There is an eagerness to attach reputation-destroying ideas to him, such as that he is a supporter of something called “enforced monogamy,” an anthropological concept referring to the social pressures that exist in certain cultures that serve to encourage marriage. He mentioned the term during a wide-ranging interview with a New York Times reporter, which led to the endlessly repeated falsehood that he believes that the government should be in the business of arranging marriages. There is also the inaccurate belief that he refuses to refer to transgender people by the gendered pronoun conforming to their identity. What he refuses to do is to abide by any laws that could require compelled speech.

There are not-so-subtle attempts to ignore or damage him by the media being driven by what looks like fear. Flanagan concludes the core of the rejection of Peterson is fear, fear that he is undermining the foundation of modern leftism: identity politics.

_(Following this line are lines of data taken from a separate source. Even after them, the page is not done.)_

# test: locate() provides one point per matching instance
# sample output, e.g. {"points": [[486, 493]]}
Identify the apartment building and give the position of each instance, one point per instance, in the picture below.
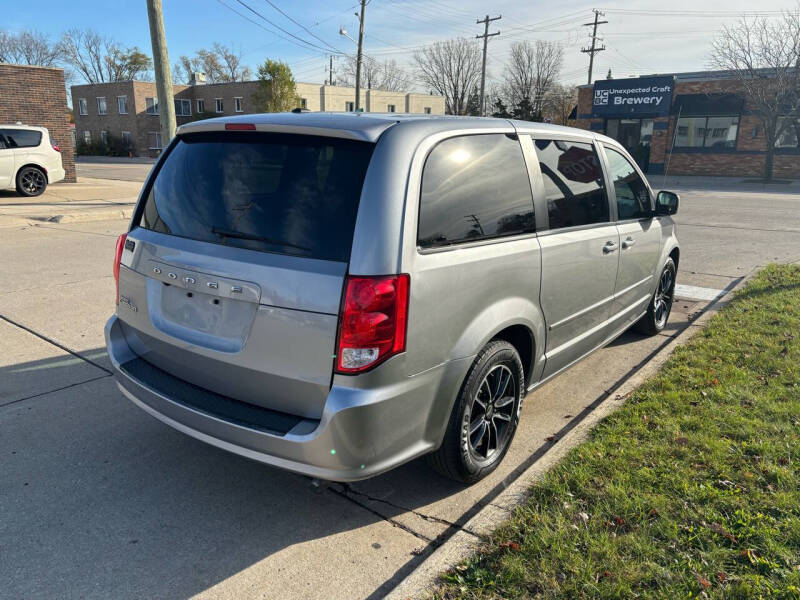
{"points": [[128, 110]]}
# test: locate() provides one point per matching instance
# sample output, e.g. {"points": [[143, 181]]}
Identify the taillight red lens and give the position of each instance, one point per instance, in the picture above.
{"points": [[372, 324], [117, 259]]}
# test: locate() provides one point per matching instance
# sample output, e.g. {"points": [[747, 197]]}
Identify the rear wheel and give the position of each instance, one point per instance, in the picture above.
{"points": [[485, 416], [661, 303], [31, 181]]}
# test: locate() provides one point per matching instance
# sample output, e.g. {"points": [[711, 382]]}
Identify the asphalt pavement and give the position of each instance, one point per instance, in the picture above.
{"points": [[98, 500]]}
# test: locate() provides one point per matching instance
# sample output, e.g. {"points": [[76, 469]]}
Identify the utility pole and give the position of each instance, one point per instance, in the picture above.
{"points": [[594, 49], [359, 55], [486, 35], [166, 104]]}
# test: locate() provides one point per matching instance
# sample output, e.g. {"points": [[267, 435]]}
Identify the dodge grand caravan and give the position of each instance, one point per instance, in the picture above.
{"points": [[337, 294]]}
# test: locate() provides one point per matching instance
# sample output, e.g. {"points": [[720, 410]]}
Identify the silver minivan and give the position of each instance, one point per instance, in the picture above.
{"points": [[337, 294]]}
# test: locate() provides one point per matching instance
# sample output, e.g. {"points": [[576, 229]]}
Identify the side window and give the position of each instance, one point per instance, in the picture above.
{"points": [[633, 197], [22, 138], [474, 187], [573, 183]]}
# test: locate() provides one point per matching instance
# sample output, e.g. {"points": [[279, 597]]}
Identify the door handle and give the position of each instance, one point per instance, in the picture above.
{"points": [[609, 247]]}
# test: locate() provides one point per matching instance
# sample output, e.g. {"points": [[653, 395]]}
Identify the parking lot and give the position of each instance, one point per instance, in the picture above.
{"points": [[98, 500]]}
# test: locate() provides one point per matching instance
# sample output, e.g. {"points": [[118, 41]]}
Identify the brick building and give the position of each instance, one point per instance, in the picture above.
{"points": [[128, 110], [688, 124], [37, 96]]}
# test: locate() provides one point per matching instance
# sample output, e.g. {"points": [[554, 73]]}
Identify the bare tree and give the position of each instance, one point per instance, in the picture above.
{"points": [[28, 47], [220, 64], [531, 72], [99, 60], [451, 68], [386, 75], [559, 102], [764, 55]]}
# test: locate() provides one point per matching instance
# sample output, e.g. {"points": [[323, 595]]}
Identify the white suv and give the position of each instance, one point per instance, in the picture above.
{"points": [[29, 159]]}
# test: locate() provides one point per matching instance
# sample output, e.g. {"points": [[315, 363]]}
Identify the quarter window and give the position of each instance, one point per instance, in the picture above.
{"points": [[473, 188], [573, 183], [633, 196], [151, 106]]}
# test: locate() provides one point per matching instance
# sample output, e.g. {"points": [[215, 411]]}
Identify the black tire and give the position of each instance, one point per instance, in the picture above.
{"points": [[31, 181], [460, 457], [661, 303]]}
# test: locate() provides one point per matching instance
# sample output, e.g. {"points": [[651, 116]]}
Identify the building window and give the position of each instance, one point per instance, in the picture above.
{"points": [[151, 106], [788, 132], [706, 132], [154, 140], [183, 108]]}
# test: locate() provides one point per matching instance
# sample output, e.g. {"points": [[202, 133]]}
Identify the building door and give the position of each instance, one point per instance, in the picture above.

The left, while it currently seems ascendant in our houses of culture and art, has in fact entered its decadent late phase, and it is deeply vulnerable. The left is afraid not of Peterson, but of the ideas he promotes, which are completely inconsistent with identity politics of any kind…

When the top man at The New York Times publishes a sober statement about a meeting he had with the president in which he describes instructing Trump about the problem of his “deeply troubling anti-press rhetoric,” and then three days later the paper announces that it has hired a writer who has tweeted about her hatred of white people, of Republicans, of cops, of the president, of the need to stop certain female writers and journalists from “existing,” and when this new hire will not be a beat reporter, but will sit on the paper’s editorial board—having a hand in shaping the opinions the paper presents to the world—then it is no mystery that a parallel culture of ideas has emerged to replace a corrupted system. When even Barack Obama, the poet laureate of identity politics, is moved to issue a message to the faithful, hinting that that they could be tipping their hand on all of this—saying during a speech he delivered in South Africa that a culture is at a dead end when it decides someone has no “standing to speak” if he is a white man—and when even this mayday is ignored, the doomsday clock ticks ever closer to the end.

I think this is essentially right and not just about Peterson. Many of the members of the so-called Intellectual Dark Web were (or still are) left-leaning individuals who refused to buckle before the identity politics juggernaut. That’s the case with Bret Weinstein who was accused of racism by students at Evergreen State College and refused to go along with his own public shaming. Not only that, Weinstein pointed out that the students themselves were behaving like an irrational cult based partly on their assumptions about race.

Not so many years ago, Sam Harris was considered part of the avant-garde of new atheism. Then he ran afoul of the left’s embrace of Islam by suggesting that not all religions are equally harmful. Suddenly he was an Islamophobe, a weird label through which the left equates belonging to a specific religion by choice with immutable, heritable characteristics like race.

Peterson’s move from mostly unknown college professor to whatever he is today started with a law in Canada which, as mentioned above, he took as an attempt to compel speech. He rejected it on the basis that individuals should not be compelled to say things by their government. It was about individualism over the demands of identity politics.

For Peterson, the most important achievement of western society is the recognition of the importance of the individual. As he says in the clip below, our free market system based on the individual is terrible except when compared to all the others. The left really does have something to worry about if their focus on unionizing people by race and gender fails.